Step 4 — Reason through the responses.
- The CO opened a ~27% range from the cutoff. Against a large BB squeeze, most of that range (the suited gappers, the offsuit broadways, the small pairs) has to fold. The CO continues with roughly Q Q+, A K, A Q s, and a few bluff 4-bets / strong flats. You hold a card-removal advantage: your ace makes their A A and A K less likely.
- The BTN flatted, which caps their range — they almost certainly don’t have A A/K K (those would usually 3-bet themselves). Facing your squeeze plus a still-live opener, the BTN’s flat-behind range is fragile and folds often.
- When everyone folds, you scoop the dead money immediately — the primary way this hand profits.
- When you do get called or 4-bet, A 5 s still flops reasonably and your ace-blocker means the 4-bets you face are weighted toward the genuine nut hands (fold) rather than bluffs.
Step 5 — The takeaway. You are not squeezing A 5 s because it’s a strong hand — it isn’t. You’re squeezing because the structure (dead money + a capped caller + your blockers) makes a polarized re-raise more profitable than folding or flatting. Swap your cards for K Q o and the better play is usually to fold or, against a wide CO, to flat in position — but you are out of position here, so K Q o’s flatting value drops and folding is fine. Swap them for Q Q and you squeeze for value at the same size. Same spot, three different hand classes, three different reasons.

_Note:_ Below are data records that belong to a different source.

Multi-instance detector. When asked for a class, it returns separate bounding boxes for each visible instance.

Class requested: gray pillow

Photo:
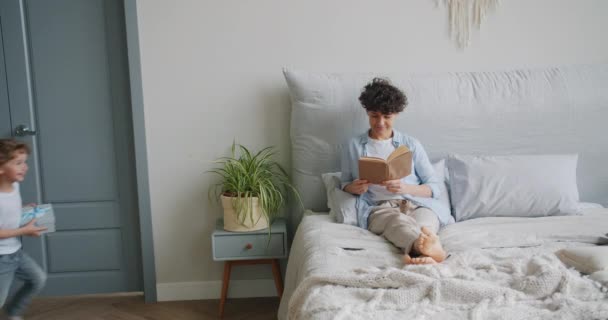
[447,154,581,222]
[321,172,357,225]
[431,159,452,218]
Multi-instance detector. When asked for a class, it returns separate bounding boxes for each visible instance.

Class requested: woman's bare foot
[416,227,447,262]
[403,254,438,265]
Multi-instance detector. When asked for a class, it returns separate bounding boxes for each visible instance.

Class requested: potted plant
[209,142,301,232]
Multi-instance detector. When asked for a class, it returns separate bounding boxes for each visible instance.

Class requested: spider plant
[208,142,302,231]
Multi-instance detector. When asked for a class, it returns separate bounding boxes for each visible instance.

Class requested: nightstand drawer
[213,233,285,260]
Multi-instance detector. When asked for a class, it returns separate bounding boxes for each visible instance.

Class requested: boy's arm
[0,228,26,239]
[0,219,47,239]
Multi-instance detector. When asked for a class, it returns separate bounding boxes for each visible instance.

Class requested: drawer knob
[245,243,253,250]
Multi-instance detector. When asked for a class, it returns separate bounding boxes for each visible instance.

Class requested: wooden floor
[24,294,279,320]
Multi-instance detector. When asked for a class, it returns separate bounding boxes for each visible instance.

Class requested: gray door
[0,0,142,295]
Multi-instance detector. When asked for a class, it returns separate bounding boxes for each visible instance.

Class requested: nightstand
[212,218,288,317]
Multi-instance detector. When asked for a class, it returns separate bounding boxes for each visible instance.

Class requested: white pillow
[447,154,581,222]
[321,172,357,225]
[556,246,608,275]
[322,159,451,225]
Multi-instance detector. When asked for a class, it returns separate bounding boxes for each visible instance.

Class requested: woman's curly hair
[358,78,407,114]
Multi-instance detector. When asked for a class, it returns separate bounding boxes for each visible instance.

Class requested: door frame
[0,0,157,302]
[124,0,157,303]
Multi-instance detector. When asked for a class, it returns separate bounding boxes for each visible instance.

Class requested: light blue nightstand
[212,218,288,317]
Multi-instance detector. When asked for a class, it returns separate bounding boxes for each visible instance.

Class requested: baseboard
[156,279,278,301]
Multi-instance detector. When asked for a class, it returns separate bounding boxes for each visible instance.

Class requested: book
[358,145,412,184]
[20,204,56,233]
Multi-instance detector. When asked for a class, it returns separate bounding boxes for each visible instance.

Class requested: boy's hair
[0,139,30,166]
[359,78,408,114]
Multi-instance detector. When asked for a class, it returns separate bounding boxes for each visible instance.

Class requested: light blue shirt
[340,130,452,229]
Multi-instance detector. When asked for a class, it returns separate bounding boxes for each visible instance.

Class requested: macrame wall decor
[437,0,500,48]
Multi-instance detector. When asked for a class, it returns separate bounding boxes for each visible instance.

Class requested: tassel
[442,0,500,49]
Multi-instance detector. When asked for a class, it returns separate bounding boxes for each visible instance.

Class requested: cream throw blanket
[288,246,608,319]
[285,210,608,320]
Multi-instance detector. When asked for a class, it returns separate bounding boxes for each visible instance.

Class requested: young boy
[0,139,47,320]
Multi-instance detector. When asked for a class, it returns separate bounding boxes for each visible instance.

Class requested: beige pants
[368,199,439,254]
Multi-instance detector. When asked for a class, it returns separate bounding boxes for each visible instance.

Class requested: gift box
[21,204,56,233]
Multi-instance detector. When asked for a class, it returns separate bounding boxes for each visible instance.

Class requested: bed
[278,65,608,319]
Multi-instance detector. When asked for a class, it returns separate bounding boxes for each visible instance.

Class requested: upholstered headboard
[284,65,608,233]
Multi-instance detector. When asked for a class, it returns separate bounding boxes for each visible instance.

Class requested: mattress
[278,209,608,320]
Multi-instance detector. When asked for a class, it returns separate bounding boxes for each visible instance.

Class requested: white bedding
[440,207,608,252]
[278,209,608,320]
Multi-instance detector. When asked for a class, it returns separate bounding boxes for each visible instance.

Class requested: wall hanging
[438,0,500,48]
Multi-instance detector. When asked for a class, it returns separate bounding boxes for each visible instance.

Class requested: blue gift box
[20,204,56,233]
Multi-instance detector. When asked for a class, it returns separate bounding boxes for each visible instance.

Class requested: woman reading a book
[341,78,453,264]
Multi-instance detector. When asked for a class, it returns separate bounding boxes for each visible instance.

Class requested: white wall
[135,0,608,300]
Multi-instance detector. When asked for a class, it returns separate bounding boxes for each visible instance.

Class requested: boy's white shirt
[0,182,22,254]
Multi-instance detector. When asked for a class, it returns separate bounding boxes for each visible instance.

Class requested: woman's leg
[368,201,422,257]
[409,207,446,262]
[409,207,440,234]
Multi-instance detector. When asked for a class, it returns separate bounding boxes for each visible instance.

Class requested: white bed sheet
[440,207,608,252]
[278,209,608,320]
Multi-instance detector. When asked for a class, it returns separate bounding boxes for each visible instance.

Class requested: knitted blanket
[288,245,608,319]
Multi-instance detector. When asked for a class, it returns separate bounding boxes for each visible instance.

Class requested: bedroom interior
[1,0,607,319]
[279,64,608,319]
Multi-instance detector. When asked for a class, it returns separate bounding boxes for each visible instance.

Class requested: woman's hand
[382,179,410,194]
[382,180,433,197]
[20,219,47,237]
[344,179,370,195]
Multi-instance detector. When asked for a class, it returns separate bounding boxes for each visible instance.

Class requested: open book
[358,145,412,184]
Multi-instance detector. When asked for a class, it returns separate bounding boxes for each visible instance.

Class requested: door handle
[14,125,37,137]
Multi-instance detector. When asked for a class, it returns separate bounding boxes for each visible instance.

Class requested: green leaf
[206,142,303,234]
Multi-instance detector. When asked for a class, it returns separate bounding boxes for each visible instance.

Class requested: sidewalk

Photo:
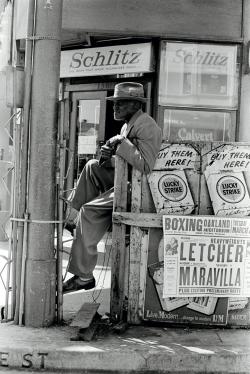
[1,237,250,373]
[62,231,112,319]
[0,320,250,373]
[0,232,112,320]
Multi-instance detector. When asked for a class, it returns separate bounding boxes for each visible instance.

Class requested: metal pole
[14,0,35,324]
[11,110,22,320]
[24,0,62,327]
[56,100,66,323]
[18,212,28,325]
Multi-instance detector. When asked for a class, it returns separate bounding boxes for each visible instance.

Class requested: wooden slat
[110,156,128,321]
[199,142,213,215]
[141,174,156,213]
[138,231,149,318]
[113,212,163,228]
[113,157,128,212]
[139,174,154,320]
[128,227,146,323]
[128,169,142,324]
[131,169,142,212]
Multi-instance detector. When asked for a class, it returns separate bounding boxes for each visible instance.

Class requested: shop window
[158,41,239,142]
[160,108,235,142]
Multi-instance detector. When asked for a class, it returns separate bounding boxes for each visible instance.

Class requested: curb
[0,345,250,373]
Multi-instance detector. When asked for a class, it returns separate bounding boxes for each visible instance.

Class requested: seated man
[63,82,162,293]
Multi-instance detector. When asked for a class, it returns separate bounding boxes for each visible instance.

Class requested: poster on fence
[204,145,250,216]
[145,229,228,326]
[163,215,250,298]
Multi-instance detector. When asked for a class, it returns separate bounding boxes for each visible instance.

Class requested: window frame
[157,40,241,142]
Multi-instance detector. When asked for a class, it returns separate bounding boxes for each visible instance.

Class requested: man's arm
[99,135,125,167]
[115,115,162,174]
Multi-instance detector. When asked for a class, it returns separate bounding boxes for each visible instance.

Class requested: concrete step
[0,322,250,373]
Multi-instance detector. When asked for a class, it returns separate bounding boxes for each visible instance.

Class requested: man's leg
[70,159,114,210]
[63,188,114,293]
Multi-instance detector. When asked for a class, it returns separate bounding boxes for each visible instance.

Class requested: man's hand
[99,144,113,165]
[99,135,125,166]
[106,135,125,149]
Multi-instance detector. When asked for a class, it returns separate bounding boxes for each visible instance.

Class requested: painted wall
[62,0,242,40]
[16,0,243,41]
[15,0,249,142]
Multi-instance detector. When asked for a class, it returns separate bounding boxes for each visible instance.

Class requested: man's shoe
[63,275,96,294]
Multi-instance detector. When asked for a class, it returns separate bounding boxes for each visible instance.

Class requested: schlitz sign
[60,43,153,77]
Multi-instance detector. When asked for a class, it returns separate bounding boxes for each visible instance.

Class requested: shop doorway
[58,79,152,318]
[65,80,152,193]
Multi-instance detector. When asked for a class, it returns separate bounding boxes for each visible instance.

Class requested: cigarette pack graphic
[148,169,195,214]
[205,170,250,216]
[187,297,218,315]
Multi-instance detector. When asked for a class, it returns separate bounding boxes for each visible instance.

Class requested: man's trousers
[68,159,115,278]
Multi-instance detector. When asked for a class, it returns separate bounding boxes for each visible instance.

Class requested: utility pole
[23,0,62,327]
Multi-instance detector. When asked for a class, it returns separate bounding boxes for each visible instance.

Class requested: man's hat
[106,82,147,102]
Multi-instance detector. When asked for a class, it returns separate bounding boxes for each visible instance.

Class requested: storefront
[59,40,241,187]
[60,41,155,186]
[9,0,250,327]
[13,0,247,183]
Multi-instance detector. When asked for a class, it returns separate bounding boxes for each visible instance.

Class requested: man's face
[113,100,138,121]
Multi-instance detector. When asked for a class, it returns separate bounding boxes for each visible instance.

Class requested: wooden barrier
[110,142,250,327]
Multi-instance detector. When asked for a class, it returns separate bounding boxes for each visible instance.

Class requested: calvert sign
[60,43,153,77]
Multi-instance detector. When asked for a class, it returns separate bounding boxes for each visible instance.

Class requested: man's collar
[126,109,143,125]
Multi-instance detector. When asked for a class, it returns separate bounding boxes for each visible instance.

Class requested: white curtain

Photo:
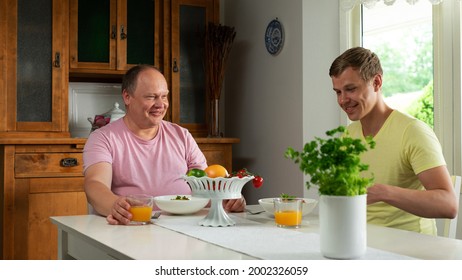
[341,0,443,11]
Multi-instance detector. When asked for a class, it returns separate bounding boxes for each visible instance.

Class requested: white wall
[223,0,341,204]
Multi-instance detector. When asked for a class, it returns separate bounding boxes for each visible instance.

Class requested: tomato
[237,168,249,178]
[187,168,206,177]
[204,164,229,178]
[253,175,264,188]
[229,168,252,178]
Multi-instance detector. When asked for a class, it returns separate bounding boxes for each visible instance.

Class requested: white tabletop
[50,206,462,260]
[51,213,255,260]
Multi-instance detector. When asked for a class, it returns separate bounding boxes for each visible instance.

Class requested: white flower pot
[319,194,367,259]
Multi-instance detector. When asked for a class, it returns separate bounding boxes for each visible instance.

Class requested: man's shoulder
[86,119,129,146]
[161,120,190,134]
[391,110,416,122]
[390,110,432,132]
[93,119,124,136]
[161,120,182,129]
[160,120,196,142]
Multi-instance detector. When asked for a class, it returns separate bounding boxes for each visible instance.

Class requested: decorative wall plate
[265,18,284,55]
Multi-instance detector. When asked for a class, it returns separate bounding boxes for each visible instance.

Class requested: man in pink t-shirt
[83,65,246,225]
[84,119,206,205]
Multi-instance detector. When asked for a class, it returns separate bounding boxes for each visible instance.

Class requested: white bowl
[153,195,210,215]
[258,197,318,216]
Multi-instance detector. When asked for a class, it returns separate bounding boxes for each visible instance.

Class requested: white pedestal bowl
[181,175,254,227]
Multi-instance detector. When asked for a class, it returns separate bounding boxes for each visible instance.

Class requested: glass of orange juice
[127,194,154,225]
[274,198,303,228]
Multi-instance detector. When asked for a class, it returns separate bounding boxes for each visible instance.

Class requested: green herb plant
[285,126,375,196]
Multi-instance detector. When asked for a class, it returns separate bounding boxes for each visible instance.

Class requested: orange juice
[274,210,302,227]
[129,206,152,223]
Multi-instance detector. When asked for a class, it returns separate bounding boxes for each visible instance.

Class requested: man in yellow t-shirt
[329,47,458,235]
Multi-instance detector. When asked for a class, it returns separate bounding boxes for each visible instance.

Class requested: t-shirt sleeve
[404,120,446,175]
[184,131,208,170]
[82,130,114,174]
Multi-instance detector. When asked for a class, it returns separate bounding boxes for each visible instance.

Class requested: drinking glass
[273,198,303,228]
[127,194,154,225]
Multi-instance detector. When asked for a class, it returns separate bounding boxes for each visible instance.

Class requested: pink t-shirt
[83,119,207,200]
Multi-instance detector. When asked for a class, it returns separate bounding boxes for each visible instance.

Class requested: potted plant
[285,126,375,259]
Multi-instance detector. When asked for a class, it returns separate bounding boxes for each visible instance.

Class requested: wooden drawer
[15,153,84,178]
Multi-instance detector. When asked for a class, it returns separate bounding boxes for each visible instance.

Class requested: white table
[50,207,462,260]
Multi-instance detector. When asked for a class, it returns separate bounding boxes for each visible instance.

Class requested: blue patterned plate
[265,18,284,55]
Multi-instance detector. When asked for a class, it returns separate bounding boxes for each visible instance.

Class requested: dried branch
[205,23,236,100]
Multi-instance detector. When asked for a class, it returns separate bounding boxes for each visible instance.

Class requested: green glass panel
[78,0,110,63]
[17,0,52,122]
[179,6,206,124]
[127,0,155,65]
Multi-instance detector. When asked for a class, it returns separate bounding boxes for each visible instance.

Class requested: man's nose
[338,92,348,104]
[153,98,163,106]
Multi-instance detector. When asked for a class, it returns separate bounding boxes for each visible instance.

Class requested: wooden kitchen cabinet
[0,0,221,138]
[69,0,219,137]
[0,0,69,136]
[198,138,239,172]
[0,139,88,260]
[0,0,237,259]
[69,0,162,75]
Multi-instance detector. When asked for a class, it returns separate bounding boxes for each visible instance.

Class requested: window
[339,0,461,176]
[363,1,433,128]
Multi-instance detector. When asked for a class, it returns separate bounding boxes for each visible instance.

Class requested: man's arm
[84,162,132,224]
[367,166,458,218]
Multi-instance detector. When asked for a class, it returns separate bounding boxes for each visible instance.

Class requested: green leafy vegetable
[284,126,375,196]
[171,195,190,201]
[280,193,296,200]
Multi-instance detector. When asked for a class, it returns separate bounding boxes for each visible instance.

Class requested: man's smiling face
[331,66,380,121]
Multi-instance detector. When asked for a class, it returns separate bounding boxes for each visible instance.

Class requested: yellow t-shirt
[347,110,446,235]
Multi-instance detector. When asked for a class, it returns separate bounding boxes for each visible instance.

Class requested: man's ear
[373,74,383,91]
[122,90,130,106]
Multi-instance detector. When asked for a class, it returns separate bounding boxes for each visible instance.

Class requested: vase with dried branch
[205,22,236,137]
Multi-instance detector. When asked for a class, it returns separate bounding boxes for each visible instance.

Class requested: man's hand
[106,196,132,225]
[223,196,246,212]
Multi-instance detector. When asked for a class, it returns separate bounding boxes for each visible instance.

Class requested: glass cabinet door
[171,0,217,137]
[69,0,116,70]
[69,0,161,72]
[118,0,161,70]
[9,0,68,132]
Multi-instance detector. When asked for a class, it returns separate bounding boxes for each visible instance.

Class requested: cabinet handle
[111,25,117,39]
[120,25,127,40]
[172,58,179,72]
[60,158,78,167]
[53,52,60,68]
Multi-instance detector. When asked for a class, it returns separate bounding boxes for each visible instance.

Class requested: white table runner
[154,214,414,260]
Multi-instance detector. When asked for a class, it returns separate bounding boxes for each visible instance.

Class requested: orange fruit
[204,164,229,178]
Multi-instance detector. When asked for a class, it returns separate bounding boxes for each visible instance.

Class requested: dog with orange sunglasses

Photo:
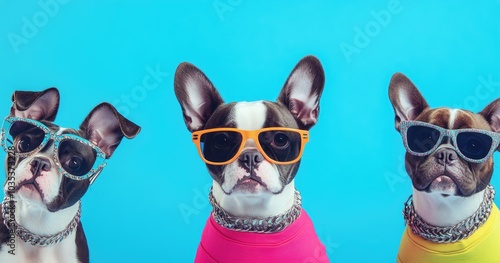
[174,56,329,263]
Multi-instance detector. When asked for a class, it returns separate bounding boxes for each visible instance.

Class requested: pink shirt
[195,209,329,263]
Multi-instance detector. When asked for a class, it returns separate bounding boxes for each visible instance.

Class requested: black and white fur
[175,56,324,219]
[0,88,140,263]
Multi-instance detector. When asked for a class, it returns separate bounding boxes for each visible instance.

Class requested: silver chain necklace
[209,188,302,233]
[403,185,495,243]
[2,197,81,246]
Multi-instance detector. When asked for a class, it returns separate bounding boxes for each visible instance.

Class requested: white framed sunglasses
[1,116,107,181]
[400,120,500,163]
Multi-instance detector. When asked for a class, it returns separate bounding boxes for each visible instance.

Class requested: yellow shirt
[397,203,500,263]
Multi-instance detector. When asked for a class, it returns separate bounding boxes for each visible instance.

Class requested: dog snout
[30,157,52,177]
[239,150,264,170]
[434,148,458,165]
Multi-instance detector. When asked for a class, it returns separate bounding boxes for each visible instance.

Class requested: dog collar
[208,188,302,233]
[403,185,495,243]
[2,197,81,246]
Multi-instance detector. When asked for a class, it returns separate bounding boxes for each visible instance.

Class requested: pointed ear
[480,98,500,133]
[277,56,325,130]
[388,73,429,131]
[174,62,224,132]
[10,88,60,121]
[80,103,141,158]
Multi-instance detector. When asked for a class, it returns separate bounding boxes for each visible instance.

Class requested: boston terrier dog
[389,73,500,262]
[174,56,329,262]
[0,88,140,263]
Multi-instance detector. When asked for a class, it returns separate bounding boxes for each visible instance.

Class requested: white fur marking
[449,109,459,129]
[56,127,68,136]
[220,156,283,196]
[234,101,267,130]
[413,187,485,226]
[213,180,295,218]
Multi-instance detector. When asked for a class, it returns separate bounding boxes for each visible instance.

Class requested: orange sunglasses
[192,127,309,165]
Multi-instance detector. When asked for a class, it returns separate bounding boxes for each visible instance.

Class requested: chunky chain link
[2,197,81,246]
[209,188,302,233]
[403,185,495,243]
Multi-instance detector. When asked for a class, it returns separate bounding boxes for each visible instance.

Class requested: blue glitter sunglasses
[400,120,500,163]
[1,116,107,182]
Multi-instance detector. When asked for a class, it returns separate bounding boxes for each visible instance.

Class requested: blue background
[1,1,500,262]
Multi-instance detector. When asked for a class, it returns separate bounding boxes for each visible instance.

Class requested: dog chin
[224,180,284,196]
[16,188,47,207]
[427,175,458,196]
[231,180,268,194]
[221,166,284,195]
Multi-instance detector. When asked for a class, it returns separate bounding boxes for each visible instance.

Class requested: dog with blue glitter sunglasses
[0,88,140,263]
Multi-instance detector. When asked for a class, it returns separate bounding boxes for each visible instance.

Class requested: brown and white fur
[389,72,500,227]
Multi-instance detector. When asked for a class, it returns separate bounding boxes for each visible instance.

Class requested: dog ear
[277,56,325,130]
[10,87,60,121]
[388,73,429,131]
[480,98,500,134]
[79,103,141,158]
[174,62,224,132]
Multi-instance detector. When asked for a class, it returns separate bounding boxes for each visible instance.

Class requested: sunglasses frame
[1,116,107,181]
[400,120,500,163]
[192,127,309,165]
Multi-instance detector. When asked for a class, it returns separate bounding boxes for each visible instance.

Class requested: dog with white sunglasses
[0,88,140,263]
[389,73,500,262]
[175,56,329,262]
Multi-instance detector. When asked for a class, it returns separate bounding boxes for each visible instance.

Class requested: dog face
[3,88,141,212]
[389,73,500,197]
[174,56,325,196]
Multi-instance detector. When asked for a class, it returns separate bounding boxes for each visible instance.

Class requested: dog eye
[66,156,83,170]
[213,133,231,150]
[273,133,289,148]
[462,137,483,154]
[17,136,33,152]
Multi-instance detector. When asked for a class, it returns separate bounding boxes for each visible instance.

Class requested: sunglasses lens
[5,121,46,153]
[258,130,302,162]
[58,139,97,176]
[456,132,492,160]
[406,125,441,153]
[200,131,242,163]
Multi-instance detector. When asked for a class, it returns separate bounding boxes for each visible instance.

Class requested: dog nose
[239,151,264,170]
[30,157,52,177]
[434,148,458,165]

11.9 Putting It Together: A Reference Hierarchy
When you sit down at 100bb, carry this mental scaffolding:
- Unopened pot: raise or fold per your positional RFI. Tight UTG, exploding wide by the BTN. Never limp.
- One raise in front, you’re in position: polarized 3-bet (value + blocker bluffs) or flat your medium hands or fold the rest.
- One raise in front, you’re out of position (blinds): lean toward linear/merged 3-bet-or-fold; the BB additionally defends very wide by calling because of the price.
- Raise + caller(s): consider the polarized squeeze, sized up for the dead money.
- Facing a 4-bet: narrow to value (Q Q+, A K) plus a sprinkle of A5s-type bluffs; everything in between folds.
- Facing a 5-bet jam at 100bb: continue only with the very top — roughly K K+/A K — unless you have a concrete read that they are jamming light.
These are your defaults — the equilibrium you return to when the table gives you nothing to exploit. The next chapters take these baselines and bend them: when a player opens too wide, you 3-bet wider and call down lighter; when a player only 4-bets the nuts, you fold every bluff-catcher and re-bluff relentlessly. But you cannot deviate intelligently from a baseline you don’t own. Drill these ranges until they’re automatic, and the thinking part of your brain is freed for the part of poker that actually beats other humans: reading them.